DataFrames

Laktory currently supports Spark (default) and Polars libraries for reading, transforming and writing data. While both can be used for local and remote cluster computations, Polars is generally better suited for smaller workloads while Spark is ideal for very large datasets. A hands-on comparison of both libraries (and Pandas) is available here.

pulumi

Apache Spark excels in distributed data processing, making it ideal for massive datasets spread across a cluster of machines. Its lazy execution model allows for complex query optimization and efficient resource management. Spark's ability to handle large-scale data processing with fault tolerance and scalability makes it the go-to choice for big data environments, though it requires more setup, overhead and resources compared to Pandas and Polars.

It's the ideal option for a running Laktory pipelines on a cloud-based spark-enabled cluster.

pulumi

Polars is built for speed and efficiency, utilizing Rust's performance capabilities and supporting multi-threaded execution.
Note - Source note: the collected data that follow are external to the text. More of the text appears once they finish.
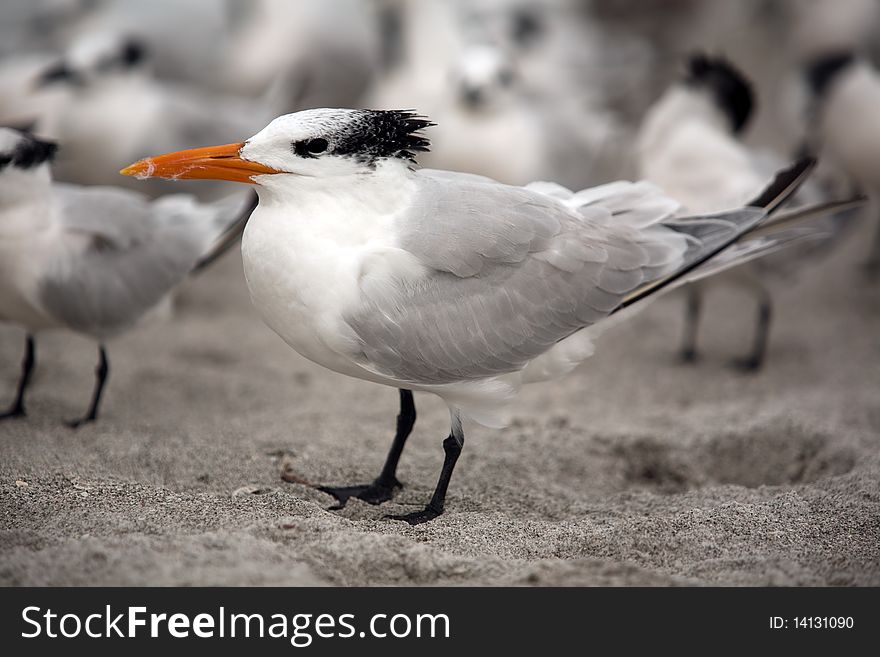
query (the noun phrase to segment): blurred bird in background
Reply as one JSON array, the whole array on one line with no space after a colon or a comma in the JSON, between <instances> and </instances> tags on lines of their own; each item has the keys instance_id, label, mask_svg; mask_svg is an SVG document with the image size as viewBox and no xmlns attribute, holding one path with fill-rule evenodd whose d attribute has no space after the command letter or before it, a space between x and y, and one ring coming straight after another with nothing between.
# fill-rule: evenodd
<instances>
[{"instance_id":1,"label":"blurred bird in background","mask_svg":"<svg viewBox=\"0 0 880 657\"><path fill-rule=\"evenodd\" d=\"M826 53L804 71L811 97L810 145L870 199L868 273L880 276L880 74L851 51Z\"/></svg>"},{"instance_id":2,"label":"blurred bird in background","mask_svg":"<svg viewBox=\"0 0 880 657\"><path fill-rule=\"evenodd\" d=\"M118 184L111 176L116 163L139 157L155 144L202 143L209 136L222 140L261 125L267 112L288 106L277 89L273 98L247 100L160 81L149 60L141 41L101 33L82 37L37 74L34 95L45 91L50 102L34 116L35 129L64 145L54 169L60 179ZM208 116L206 106L211 107ZM147 191L169 190L181 188L166 184ZM218 190L211 192L216 196Z\"/></svg>"},{"instance_id":3,"label":"blurred bird in background","mask_svg":"<svg viewBox=\"0 0 880 657\"><path fill-rule=\"evenodd\" d=\"M106 342L160 309L175 285L234 244L255 199L239 193L202 204L178 194L151 201L119 188L53 183L55 150L53 142L0 129L0 321L27 333L15 400L0 418L25 415L35 336L60 328L98 343L91 402L70 423L78 427L98 416Z\"/></svg>"},{"instance_id":4,"label":"blurred bird in background","mask_svg":"<svg viewBox=\"0 0 880 657\"><path fill-rule=\"evenodd\" d=\"M637 138L640 176L656 183L683 205L684 213L721 212L741 206L764 186L784 159L742 141L756 104L751 82L729 61L692 55L684 78L673 84L650 108ZM815 186L805 184L796 202L822 200ZM843 234L848 215L837 220L819 217L809 231L811 241L827 248ZM803 230L803 229L799 229ZM814 246L811 244L811 247ZM759 369L766 355L773 310L769 283L774 275L790 274L798 260L815 264L816 249L788 248L749 262L724 276L688 286L681 357L697 358L697 332L706 291L720 284L739 287L755 299L756 322L749 353L734 364Z\"/></svg>"}]
</instances>

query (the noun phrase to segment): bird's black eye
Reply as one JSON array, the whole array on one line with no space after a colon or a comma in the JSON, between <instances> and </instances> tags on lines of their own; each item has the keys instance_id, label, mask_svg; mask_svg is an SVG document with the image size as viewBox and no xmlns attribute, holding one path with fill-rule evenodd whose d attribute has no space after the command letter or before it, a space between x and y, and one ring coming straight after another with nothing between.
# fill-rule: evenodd
<instances>
[{"instance_id":1,"label":"bird's black eye","mask_svg":"<svg viewBox=\"0 0 880 657\"><path fill-rule=\"evenodd\" d=\"M317 139L309 139L306 142L306 150L313 155L323 153L327 150L327 140L321 139L320 137L318 137Z\"/></svg>"},{"instance_id":2,"label":"bird's black eye","mask_svg":"<svg viewBox=\"0 0 880 657\"><path fill-rule=\"evenodd\" d=\"M327 150L327 140L323 137L315 137L314 139L304 139L294 142L293 152L300 157L315 157L319 153Z\"/></svg>"}]
</instances>

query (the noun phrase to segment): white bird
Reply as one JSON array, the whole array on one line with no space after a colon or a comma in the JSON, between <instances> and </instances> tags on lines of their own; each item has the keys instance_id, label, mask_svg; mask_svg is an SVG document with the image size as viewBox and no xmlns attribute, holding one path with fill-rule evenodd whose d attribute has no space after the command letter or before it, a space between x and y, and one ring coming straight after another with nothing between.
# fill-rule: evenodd
<instances>
[{"instance_id":1,"label":"white bird","mask_svg":"<svg viewBox=\"0 0 880 657\"><path fill-rule=\"evenodd\" d=\"M258 130L291 109L292 86L279 84L259 98L212 94L157 79L151 58L149 46L137 38L93 34L78 39L34 76L31 100L41 110L31 117L37 120L36 130L64 144L53 168L57 180L127 183L116 175L119 167L154 149L225 141L227 135ZM210 117L205 116L206 105L212 109ZM151 196L169 191L167 183L155 182L141 191ZM228 185L185 191L216 198L228 193Z\"/></svg>"},{"instance_id":2,"label":"white bird","mask_svg":"<svg viewBox=\"0 0 880 657\"><path fill-rule=\"evenodd\" d=\"M96 35L129 35L148 44L159 78L200 86L224 68L233 26L242 9L253 4L223 0L76 1L86 7L73 20L64 21L63 43Z\"/></svg>"},{"instance_id":3,"label":"white bird","mask_svg":"<svg viewBox=\"0 0 880 657\"><path fill-rule=\"evenodd\" d=\"M15 401L2 418L25 415L34 336L67 329L98 343L91 403L97 417L108 375L105 342L160 307L169 291L234 241L255 198L200 204L188 195L156 201L113 187L53 183L56 146L0 128L0 321L27 332Z\"/></svg>"},{"instance_id":4,"label":"white bird","mask_svg":"<svg viewBox=\"0 0 880 657\"><path fill-rule=\"evenodd\" d=\"M691 56L685 78L673 84L645 115L637 138L639 175L679 201L682 212L721 212L746 203L781 166L771 153L750 149L740 139L753 106L751 83L729 61L702 54ZM828 240L840 234L834 231L840 224L828 221L823 225L829 231ZM820 236L823 229L817 226L813 236ZM788 273L796 264L792 262L794 252L802 260L812 255L801 251L786 249L732 269L724 276L688 286L682 359L693 362L697 357L703 295L709 288L726 284L743 289L755 299L752 347L745 358L734 363L747 371L759 369L766 354L773 309L768 274L774 273L773 265Z\"/></svg>"},{"instance_id":5,"label":"white bird","mask_svg":"<svg viewBox=\"0 0 880 657\"><path fill-rule=\"evenodd\" d=\"M773 244L729 247L756 229L810 169L802 162L753 202L675 219L645 183L578 193L421 169L431 125L407 111L319 109L279 117L243 143L137 162L123 174L237 180L260 202L242 257L254 305L320 365L401 393L398 434L366 486L323 490L371 503L400 485L411 392L440 396L451 430L440 479L412 524L437 517L464 442L462 418L503 426L519 388L592 353L615 312ZM474 145L475 148L479 144ZM716 257L717 256L717 257Z\"/></svg>"},{"instance_id":6,"label":"white bird","mask_svg":"<svg viewBox=\"0 0 880 657\"><path fill-rule=\"evenodd\" d=\"M880 73L851 51L825 53L805 68L812 147L869 198L873 246L865 263L880 272Z\"/></svg>"}]
</instances>

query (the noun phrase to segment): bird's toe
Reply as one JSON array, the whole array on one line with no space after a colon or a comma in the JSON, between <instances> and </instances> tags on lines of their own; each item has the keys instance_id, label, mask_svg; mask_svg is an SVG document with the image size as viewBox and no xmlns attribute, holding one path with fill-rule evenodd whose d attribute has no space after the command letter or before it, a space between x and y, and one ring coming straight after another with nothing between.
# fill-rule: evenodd
<instances>
[{"instance_id":1,"label":"bird's toe","mask_svg":"<svg viewBox=\"0 0 880 657\"><path fill-rule=\"evenodd\" d=\"M348 500L356 497L363 500L367 504L382 504L394 497L394 493L398 488L402 488L397 479L389 483L374 481L371 484L363 484L358 486L318 486L318 490L327 493L336 498L336 504L330 507L331 510L339 510L345 507Z\"/></svg>"},{"instance_id":2,"label":"bird's toe","mask_svg":"<svg viewBox=\"0 0 880 657\"><path fill-rule=\"evenodd\" d=\"M693 365L698 360L700 360L700 356L696 349L682 349L679 352L678 361L683 365Z\"/></svg>"},{"instance_id":3,"label":"bird's toe","mask_svg":"<svg viewBox=\"0 0 880 657\"><path fill-rule=\"evenodd\" d=\"M27 417L27 413L24 412L23 408L13 408L0 413L0 421L13 420L17 417Z\"/></svg>"},{"instance_id":4,"label":"bird's toe","mask_svg":"<svg viewBox=\"0 0 880 657\"><path fill-rule=\"evenodd\" d=\"M89 417L81 417L76 420L67 420L64 424L67 425L68 429L80 429L87 424L91 424L95 421L95 418Z\"/></svg>"},{"instance_id":5,"label":"bird's toe","mask_svg":"<svg viewBox=\"0 0 880 657\"><path fill-rule=\"evenodd\" d=\"M404 522L408 522L410 525L421 525L425 522L430 522L437 516L443 513L442 510L438 511L430 504L426 506L421 511L413 511L412 513L404 513L400 515L387 515L385 516L386 520L403 520Z\"/></svg>"},{"instance_id":6,"label":"bird's toe","mask_svg":"<svg viewBox=\"0 0 880 657\"><path fill-rule=\"evenodd\" d=\"M742 374L757 374L764 365L763 358L755 358L754 356L746 356L745 358L734 358L730 361L730 367L741 372Z\"/></svg>"}]
</instances>

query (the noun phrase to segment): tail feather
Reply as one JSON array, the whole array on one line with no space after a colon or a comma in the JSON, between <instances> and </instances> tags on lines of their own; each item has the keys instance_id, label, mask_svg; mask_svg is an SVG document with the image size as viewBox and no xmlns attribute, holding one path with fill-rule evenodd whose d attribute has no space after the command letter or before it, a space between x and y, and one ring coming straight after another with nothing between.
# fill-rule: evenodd
<instances>
[{"instance_id":1,"label":"tail feather","mask_svg":"<svg viewBox=\"0 0 880 657\"><path fill-rule=\"evenodd\" d=\"M720 274L733 267L738 267L751 260L763 258L776 251L786 249L797 242L823 240L829 237L829 235L830 233L823 231L793 228L772 238L760 237L754 240L749 239L737 242L723 253L720 253L717 257L708 262L704 262L689 273L677 278L673 283L667 286L666 291L672 291L682 285L693 283L703 278L709 278L710 276L715 276L716 274Z\"/></svg>"},{"instance_id":2,"label":"tail feather","mask_svg":"<svg viewBox=\"0 0 880 657\"><path fill-rule=\"evenodd\" d=\"M781 230L800 226L829 215L845 216L849 219L851 218L850 210L862 207L867 200L866 196L854 196L842 201L825 201L823 203L813 203L807 206L792 208L768 219L759 227L749 232L747 236L752 238L774 235Z\"/></svg>"},{"instance_id":3,"label":"tail feather","mask_svg":"<svg viewBox=\"0 0 880 657\"><path fill-rule=\"evenodd\" d=\"M767 185L757 198L746 205L752 208L762 208L767 214L772 214L794 196L815 167L816 158L809 156L801 158L790 167L779 171L773 178L773 182Z\"/></svg>"},{"instance_id":4,"label":"tail feather","mask_svg":"<svg viewBox=\"0 0 880 657\"><path fill-rule=\"evenodd\" d=\"M665 278L652 281L627 295L613 312L618 312L639 301L675 285L722 251L755 231L767 217L790 199L807 179L816 160L811 157L798 160L776 174L773 181L751 203L740 210L712 216L685 217L665 221L663 225L688 236L690 245L684 254L685 265ZM745 254L743 254L745 255ZM757 255L752 256L757 257ZM737 262L731 262L734 266ZM702 278L703 276L700 276Z\"/></svg>"}]
</instances>

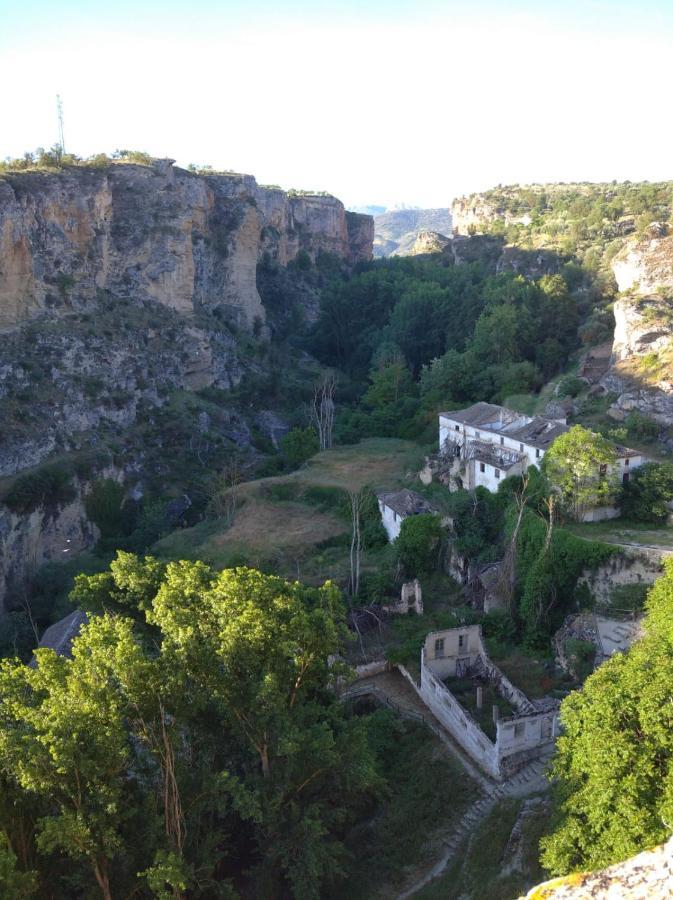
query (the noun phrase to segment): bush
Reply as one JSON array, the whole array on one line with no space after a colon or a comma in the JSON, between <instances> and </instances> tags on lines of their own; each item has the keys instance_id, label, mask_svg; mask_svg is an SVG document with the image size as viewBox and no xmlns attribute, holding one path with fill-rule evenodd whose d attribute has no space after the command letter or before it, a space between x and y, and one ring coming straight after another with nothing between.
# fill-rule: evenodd
<instances>
[{"instance_id":1,"label":"bush","mask_svg":"<svg viewBox=\"0 0 673 900\"><path fill-rule=\"evenodd\" d=\"M125 503L124 488L111 478L94 484L84 506L89 519L100 529L102 538L127 536L135 527L136 506Z\"/></svg>"},{"instance_id":2,"label":"bush","mask_svg":"<svg viewBox=\"0 0 673 900\"><path fill-rule=\"evenodd\" d=\"M622 488L622 515L637 522L666 521L673 499L673 463L646 463Z\"/></svg>"},{"instance_id":3,"label":"bush","mask_svg":"<svg viewBox=\"0 0 673 900\"><path fill-rule=\"evenodd\" d=\"M569 638L565 642L566 657L572 674L578 681L591 674L596 659L596 647L591 641Z\"/></svg>"},{"instance_id":4,"label":"bush","mask_svg":"<svg viewBox=\"0 0 673 900\"><path fill-rule=\"evenodd\" d=\"M628 433L632 437L640 438L640 440L654 441L659 436L660 426L654 419L644 416L637 410L628 414L624 419L624 424L626 425Z\"/></svg>"},{"instance_id":5,"label":"bush","mask_svg":"<svg viewBox=\"0 0 673 900\"><path fill-rule=\"evenodd\" d=\"M407 516L395 541L398 562L409 578L418 578L439 566L443 531L439 516Z\"/></svg>"},{"instance_id":6,"label":"bush","mask_svg":"<svg viewBox=\"0 0 673 900\"><path fill-rule=\"evenodd\" d=\"M293 428L282 438L280 446L288 463L300 466L318 452L318 436L313 428Z\"/></svg>"},{"instance_id":7,"label":"bush","mask_svg":"<svg viewBox=\"0 0 673 900\"><path fill-rule=\"evenodd\" d=\"M566 375L559 381L558 396L559 397L576 397L586 387L586 382L576 375Z\"/></svg>"},{"instance_id":8,"label":"bush","mask_svg":"<svg viewBox=\"0 0 673 900\"><path fill-rule=\"evenodd\" d=\"M28 514L40 507L53 509L64 506L76 496L72 469L53 464L20 475L2 501L12 512Z\"/></svg>"}]
</instances>

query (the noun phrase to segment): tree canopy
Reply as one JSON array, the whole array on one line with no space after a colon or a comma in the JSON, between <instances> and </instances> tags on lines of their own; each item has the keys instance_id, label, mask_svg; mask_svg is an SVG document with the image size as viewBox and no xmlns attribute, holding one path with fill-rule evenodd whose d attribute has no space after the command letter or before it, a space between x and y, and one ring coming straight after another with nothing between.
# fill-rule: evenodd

With its lazy execution model, Polars can optimize the entire workflow, making it highly efficient for complex operations on larger datasets. It outperforms Pandas significantly in terms of speed and memory usage, especially when handling larger-than-memory data.

It's the ideal option for a running Laktory pipelines locally with a python-only installation. However, some features are not currently supported when using Polars:

  • Reading/writing to datawarehouse tables
  • Streaming operations